PA-LOCO: Learning Perturbation-Adaptive Locomotion for Quadruped Robots
Zhiyuan Xiao, Xinyu Zhang, Xiang Zhou, Qingrui Zhang
TL;DR
This work tackles robust blind quadruped locomotion under external perturbations with no force sensors by proposing PA-LOCO, a privileged-learning framework that adds multiple encoders ($E^F$, $E^T$, $E^S$) and a residual policy to enable perturbation-adaptive behavior through latent features $l^F_t$, $l^T_t$, $l^S_t$. Training proceeds in three phases: teacher trained with privileged information, student imitation using proprioceptive observations, and residual network optimization to boost performance under disturbances. Empirical results on a Unitree GO1 demonstrate improved robustness, stability, and faster recovery across diverse terrains, with ablations confirming the benefits of the multi-encoder latent decoupling and residual module.
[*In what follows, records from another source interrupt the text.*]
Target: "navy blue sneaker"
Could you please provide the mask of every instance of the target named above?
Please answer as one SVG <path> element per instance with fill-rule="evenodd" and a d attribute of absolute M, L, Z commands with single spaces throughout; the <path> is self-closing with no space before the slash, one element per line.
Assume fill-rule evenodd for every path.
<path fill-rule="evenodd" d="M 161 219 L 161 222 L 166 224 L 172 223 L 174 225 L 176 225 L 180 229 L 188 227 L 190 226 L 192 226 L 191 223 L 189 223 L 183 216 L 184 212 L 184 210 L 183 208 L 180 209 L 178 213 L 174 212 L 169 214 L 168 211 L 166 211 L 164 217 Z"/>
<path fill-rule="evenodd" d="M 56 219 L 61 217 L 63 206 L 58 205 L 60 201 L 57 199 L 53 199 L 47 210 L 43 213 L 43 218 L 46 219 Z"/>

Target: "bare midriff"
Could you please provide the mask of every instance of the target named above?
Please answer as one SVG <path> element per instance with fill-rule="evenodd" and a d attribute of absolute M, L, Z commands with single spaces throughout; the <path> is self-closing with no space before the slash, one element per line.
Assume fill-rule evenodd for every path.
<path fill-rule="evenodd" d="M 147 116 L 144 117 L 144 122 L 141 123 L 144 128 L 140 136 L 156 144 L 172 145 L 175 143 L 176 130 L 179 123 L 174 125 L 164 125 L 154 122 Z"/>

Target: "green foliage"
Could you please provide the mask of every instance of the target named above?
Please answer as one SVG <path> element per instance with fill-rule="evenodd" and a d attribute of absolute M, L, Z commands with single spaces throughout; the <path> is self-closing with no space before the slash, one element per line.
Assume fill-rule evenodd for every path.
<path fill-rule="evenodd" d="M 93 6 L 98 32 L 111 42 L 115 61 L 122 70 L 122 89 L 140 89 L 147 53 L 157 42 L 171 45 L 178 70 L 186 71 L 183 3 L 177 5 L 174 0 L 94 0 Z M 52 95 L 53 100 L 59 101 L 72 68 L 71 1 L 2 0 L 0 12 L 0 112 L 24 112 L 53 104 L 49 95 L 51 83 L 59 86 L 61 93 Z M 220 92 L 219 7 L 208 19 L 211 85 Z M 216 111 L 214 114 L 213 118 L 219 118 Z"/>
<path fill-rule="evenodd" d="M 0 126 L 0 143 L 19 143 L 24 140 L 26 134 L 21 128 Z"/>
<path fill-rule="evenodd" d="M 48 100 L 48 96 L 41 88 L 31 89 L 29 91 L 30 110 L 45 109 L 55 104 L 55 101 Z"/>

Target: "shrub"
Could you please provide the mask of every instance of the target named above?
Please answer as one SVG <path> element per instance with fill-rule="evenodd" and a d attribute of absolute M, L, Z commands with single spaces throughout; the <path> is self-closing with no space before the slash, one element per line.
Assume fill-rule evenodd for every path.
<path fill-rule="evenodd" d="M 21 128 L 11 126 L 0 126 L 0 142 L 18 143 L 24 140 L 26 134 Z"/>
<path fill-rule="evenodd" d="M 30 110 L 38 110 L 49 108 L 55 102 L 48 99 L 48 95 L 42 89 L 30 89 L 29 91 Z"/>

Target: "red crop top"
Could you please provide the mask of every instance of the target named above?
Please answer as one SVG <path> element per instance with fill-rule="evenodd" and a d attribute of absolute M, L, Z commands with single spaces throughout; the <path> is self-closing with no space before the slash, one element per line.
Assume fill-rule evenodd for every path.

The findings suggest that decoupling privileged information into dedicated latent spaces and augmenting the student with a residual path can significantly enhance real-world quadruped locomotion under perturbations.
Abstract
Numerous locomotion controllers have been designed based on Reinforcement Learning (RL) to facilitate blind quadrupedal locomotion traversing challenging terrains. Nevertheless, locomotion control is still a challenging task for quadruped robots traversing diverse terrains amidst unforeseen disturbances. Recently, privileged learning has been employed to learn reliable and robust quadrupedal locomotion over various terrains based on a teacher-student architecture. However, its one-encoder structure is not adequate in addressing external force perturbations. The student policy would experience inevitable performance degradation due to the feature embedding discrepancy between the feature encoder of the teacher policy and the one of the student policy. Hence, this paper presents a privileged learning framework with multiple feature encoders and a residual policy network for robust and reliable quadruped locomotion subject to various external perturbations. The multi-encoder structure can decouple latent features from different privileged information, ultimately leading to enhanced performance of the learned policy in terms of robustness, stability, and reliability. The efficiency of the proposed feature encoding module is analyzed in depth using extensive simulation data. The introduction of the residual policy network helps mitigate the performance degradation experienced by the student policy that attempts to clone the behaviors of a teacher policy. The proposed framework is evaluated on a Unitree GO1 robot, showcasing its performance enhancement over the state-of-the-art privileged learning algorithm through extensive experiments conducted on diverse terrains. Ablation studies are conducted to illustrate the efficiency of the residual policy network.